"Japan is a good example because they've closed virtually all of their nuclear plants," Rafuse says. "They have to start burning something besides atoms, and natural gas is the most logical thing economically and environmentally."
But while natural gas is certainly cleaner than fuels like coal—natural gas releases 44 percent less greenhouse gases than coal and 30 percent less than oil—with more development of shale gas and oil to export, experts warn that more methane, a greenhouse gas 20 times more potent than carbon dioxide, could be released. And because the climate equation is global, emissions reductions in Japan through reduced coal use mean little if methane emissions skyrocket in the United States, experts say.
Critics have also challenged the purported economic benefits of natural gas exports, arguing that shipping large amounts of the fuel could jack up prices for consumers and manufacturers. In testimony given before the Senate Committee on Energy and Natural Resources in February, Dow Chairman and CEO Andrew Liveris argued that unfettered exports of U.S. natural gas would have disastrous consequences for the economy.
"It is easy to see why everyone else wants our gas—to relieve the pressure they feel on their prices," Liveris said in prepared remarks. "And that is why unchecked gas exports will create a massive imbalance between supply and demand in North America."

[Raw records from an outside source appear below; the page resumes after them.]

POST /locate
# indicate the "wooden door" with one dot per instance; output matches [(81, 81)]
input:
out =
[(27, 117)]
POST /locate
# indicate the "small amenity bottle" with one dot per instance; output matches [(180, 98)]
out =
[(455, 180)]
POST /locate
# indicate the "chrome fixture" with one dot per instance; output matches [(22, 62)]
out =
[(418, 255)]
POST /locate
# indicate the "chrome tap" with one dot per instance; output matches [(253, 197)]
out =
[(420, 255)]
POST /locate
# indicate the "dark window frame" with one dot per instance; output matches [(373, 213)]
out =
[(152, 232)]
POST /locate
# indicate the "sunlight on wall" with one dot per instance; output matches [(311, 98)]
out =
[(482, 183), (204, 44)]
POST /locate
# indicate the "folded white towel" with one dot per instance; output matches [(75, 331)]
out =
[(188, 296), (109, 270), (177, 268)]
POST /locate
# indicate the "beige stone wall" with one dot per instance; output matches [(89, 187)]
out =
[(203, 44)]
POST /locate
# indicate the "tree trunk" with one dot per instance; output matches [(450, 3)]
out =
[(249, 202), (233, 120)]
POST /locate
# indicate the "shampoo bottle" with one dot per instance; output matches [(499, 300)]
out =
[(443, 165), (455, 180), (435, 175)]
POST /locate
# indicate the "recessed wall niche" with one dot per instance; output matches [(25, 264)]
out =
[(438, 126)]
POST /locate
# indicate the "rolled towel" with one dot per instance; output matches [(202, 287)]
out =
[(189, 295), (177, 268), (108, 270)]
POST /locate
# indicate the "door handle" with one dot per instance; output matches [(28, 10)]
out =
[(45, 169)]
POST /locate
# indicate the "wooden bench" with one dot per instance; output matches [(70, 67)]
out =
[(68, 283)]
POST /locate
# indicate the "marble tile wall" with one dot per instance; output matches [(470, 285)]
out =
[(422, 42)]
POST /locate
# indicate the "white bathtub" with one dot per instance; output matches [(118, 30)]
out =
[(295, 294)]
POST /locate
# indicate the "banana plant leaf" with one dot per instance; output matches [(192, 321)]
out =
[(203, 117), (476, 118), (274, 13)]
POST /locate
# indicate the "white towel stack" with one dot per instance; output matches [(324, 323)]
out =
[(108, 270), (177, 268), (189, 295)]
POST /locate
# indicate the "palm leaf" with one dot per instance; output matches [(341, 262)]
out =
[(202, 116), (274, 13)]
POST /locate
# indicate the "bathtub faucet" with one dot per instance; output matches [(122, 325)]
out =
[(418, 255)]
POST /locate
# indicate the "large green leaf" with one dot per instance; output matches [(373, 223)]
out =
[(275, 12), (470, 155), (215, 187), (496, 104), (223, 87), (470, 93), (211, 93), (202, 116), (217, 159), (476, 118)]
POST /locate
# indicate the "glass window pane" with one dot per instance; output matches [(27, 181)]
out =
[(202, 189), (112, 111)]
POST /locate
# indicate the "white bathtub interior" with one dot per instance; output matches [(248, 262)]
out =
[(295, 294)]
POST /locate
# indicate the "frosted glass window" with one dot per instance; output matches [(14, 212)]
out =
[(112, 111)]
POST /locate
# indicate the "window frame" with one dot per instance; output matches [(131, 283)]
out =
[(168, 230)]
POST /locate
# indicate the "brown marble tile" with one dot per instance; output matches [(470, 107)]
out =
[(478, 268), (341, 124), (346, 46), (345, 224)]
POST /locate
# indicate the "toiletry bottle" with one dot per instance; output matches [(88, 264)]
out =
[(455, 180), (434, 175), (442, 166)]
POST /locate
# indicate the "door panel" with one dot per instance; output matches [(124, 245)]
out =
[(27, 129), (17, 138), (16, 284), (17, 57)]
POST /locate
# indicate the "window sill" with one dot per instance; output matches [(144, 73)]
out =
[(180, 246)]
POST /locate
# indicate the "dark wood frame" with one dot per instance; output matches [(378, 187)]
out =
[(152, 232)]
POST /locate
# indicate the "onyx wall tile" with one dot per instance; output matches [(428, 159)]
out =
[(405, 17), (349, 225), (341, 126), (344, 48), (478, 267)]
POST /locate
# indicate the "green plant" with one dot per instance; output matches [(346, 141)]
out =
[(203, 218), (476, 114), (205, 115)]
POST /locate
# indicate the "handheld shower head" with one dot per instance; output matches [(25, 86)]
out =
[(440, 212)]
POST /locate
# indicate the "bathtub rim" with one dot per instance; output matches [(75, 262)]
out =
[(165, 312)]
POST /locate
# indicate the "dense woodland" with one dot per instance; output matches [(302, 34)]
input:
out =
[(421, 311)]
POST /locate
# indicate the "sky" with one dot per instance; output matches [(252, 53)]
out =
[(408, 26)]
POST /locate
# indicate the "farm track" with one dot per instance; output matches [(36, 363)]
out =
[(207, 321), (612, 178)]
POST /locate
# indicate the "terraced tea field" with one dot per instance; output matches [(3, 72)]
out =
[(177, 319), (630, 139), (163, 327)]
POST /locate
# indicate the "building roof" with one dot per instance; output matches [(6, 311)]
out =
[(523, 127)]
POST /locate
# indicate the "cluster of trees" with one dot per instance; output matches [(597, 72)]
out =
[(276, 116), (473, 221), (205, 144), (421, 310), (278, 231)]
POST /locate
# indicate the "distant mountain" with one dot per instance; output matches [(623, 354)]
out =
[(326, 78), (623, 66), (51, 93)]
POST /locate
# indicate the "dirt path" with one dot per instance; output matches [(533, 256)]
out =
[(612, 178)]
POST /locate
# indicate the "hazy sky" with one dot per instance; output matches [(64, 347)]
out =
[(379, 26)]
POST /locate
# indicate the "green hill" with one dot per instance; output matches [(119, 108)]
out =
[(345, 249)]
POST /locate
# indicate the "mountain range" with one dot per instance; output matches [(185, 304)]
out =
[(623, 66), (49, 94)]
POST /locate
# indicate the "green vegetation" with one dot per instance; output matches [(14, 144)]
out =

But others, including Cunningham and Rafuse, aren't so sure limiting gas exports is the answer. In fact, there's reason to believe the export opportunity is actually much smaller than is usually perceived, mostly because there are other countries besides the United States—Australia, Canada, Russia, Mozambique—that are vying for gas markets in Asia and Europe.
Because export facilities are immensely expensive to construct, most companies require long-term contracts with customers. That means even with increased demand from countries such as Japan, the overall universe of natural gas demand isn't likely to increase dramatically fueling the kind of large-scale exports some critics say could drive up domestic prices in the United States.
"Even after the first of those contracts fades away, exports would probably only build slowly," Rafuse says.